The United States and Argentina convened this week a two-day regional summit in Buenos Aires to address the Hezbollah threat in the Western Hemisphere. The summit on Tuesday and Wednesday was held a month ahead of the 25th anniversary of the terrorist bombing of the AMIA Jewish centre in the Argentine capital.
The attack was carried out by a Hezbollah suicide bomber and orchestrated by Iran, the late Argentinian investigator Alberto Nisman established.
Law enforcement, prosecutors and financial practitioners attended the workshop, a State Department release said. They came from the two convening countries as well as Chile, Colombia, Panama, Paraguay and Peru.

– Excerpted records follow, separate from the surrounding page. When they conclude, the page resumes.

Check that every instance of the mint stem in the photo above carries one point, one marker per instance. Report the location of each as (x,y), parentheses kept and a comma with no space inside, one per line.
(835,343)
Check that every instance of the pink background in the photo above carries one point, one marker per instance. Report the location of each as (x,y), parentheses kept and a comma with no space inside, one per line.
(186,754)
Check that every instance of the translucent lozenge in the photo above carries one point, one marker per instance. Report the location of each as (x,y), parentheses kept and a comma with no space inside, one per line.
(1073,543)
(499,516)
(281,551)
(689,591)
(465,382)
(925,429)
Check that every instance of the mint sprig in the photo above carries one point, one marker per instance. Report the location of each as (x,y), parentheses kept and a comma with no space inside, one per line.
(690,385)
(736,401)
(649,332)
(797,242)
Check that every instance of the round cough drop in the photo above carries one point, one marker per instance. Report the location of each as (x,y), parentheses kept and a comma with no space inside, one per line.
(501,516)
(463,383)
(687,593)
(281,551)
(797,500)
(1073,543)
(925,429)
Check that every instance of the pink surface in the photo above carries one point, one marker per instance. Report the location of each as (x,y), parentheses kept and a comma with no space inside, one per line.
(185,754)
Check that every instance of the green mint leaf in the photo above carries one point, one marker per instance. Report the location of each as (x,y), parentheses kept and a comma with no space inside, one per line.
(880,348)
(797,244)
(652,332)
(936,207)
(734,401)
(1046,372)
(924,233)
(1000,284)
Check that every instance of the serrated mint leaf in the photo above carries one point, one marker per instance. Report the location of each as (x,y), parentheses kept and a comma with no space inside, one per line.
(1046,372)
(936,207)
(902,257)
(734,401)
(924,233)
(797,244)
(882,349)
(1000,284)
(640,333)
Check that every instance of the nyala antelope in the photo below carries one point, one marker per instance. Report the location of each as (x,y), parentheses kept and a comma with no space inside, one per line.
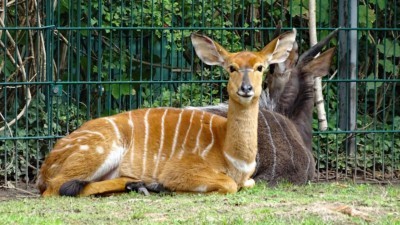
(285,116)
(182,150)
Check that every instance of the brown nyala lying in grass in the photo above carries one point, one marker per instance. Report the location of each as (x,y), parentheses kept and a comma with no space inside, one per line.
(181,150)
(285,117)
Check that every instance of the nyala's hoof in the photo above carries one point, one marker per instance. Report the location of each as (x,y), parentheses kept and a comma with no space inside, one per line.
(138,187)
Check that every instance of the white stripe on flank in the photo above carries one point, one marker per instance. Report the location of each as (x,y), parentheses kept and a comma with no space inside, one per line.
(286,138)
(186,136)
(161,144)
(67,138)
(146,140)
(111,163)
(130,121)
(117,134)
(176,134)
(199,133)
(132,141)
(241,165)
(90,132)
(65,147)
(84,147)
(272,144)
(208,148)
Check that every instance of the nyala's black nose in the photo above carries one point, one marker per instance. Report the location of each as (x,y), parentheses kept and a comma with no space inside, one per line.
(246,88)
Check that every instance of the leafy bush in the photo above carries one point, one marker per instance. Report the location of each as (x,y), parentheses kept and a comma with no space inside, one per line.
(131,54)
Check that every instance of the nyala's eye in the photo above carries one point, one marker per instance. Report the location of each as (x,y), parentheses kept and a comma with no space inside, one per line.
(232,69)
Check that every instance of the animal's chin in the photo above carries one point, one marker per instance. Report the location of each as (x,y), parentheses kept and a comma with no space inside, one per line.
(245,98)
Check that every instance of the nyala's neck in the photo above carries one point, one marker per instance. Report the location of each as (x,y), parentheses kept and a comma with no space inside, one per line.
(241,132)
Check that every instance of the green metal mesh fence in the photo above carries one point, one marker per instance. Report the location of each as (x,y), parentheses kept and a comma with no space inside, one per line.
(65,62)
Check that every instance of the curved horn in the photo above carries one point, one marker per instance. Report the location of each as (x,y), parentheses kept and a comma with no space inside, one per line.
(313,51)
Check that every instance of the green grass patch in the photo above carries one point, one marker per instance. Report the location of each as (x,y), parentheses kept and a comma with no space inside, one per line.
(322,203)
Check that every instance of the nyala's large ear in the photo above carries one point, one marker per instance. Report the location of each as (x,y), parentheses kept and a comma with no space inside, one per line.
(279,49)
(320,66)
(209,51)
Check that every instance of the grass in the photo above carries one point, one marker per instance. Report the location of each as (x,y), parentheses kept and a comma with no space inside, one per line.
(322,203)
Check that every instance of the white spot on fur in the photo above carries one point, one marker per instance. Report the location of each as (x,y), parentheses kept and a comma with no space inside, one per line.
(201,188)
(100,149)
(241,165)
(114,125)
(111,163)
(53,166)
(89,132)
(249,183)
(63,148)
(84,147)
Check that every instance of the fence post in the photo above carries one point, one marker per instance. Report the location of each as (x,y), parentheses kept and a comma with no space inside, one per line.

“The workshop focused on Hezbollah’s modus operandi globally and its terrorist and criminal infrastructure and activities in the Americas,” the release said.
“Participants discussed various techniques to constrain and counter the group’s illicit activities, including the financial and law enforcement tools available to identify, investigate, and prosecute Hezbollah’s global support and facilitation networks.”
The summit was timed as part of the events that Argentina’s government is planning to mark the anniversary of the blast on July 18, 1994, which killed 85 and injured more than 300.
On July 18, Argentina’s embassies in 20 cities around the world will mark the anniversary in a joint initiative with the World Jewish Congress. The next day, Argentina will host a Western Hemisphere Ministerial, where government ministers meet and discuss policy, in commemoration of the attack.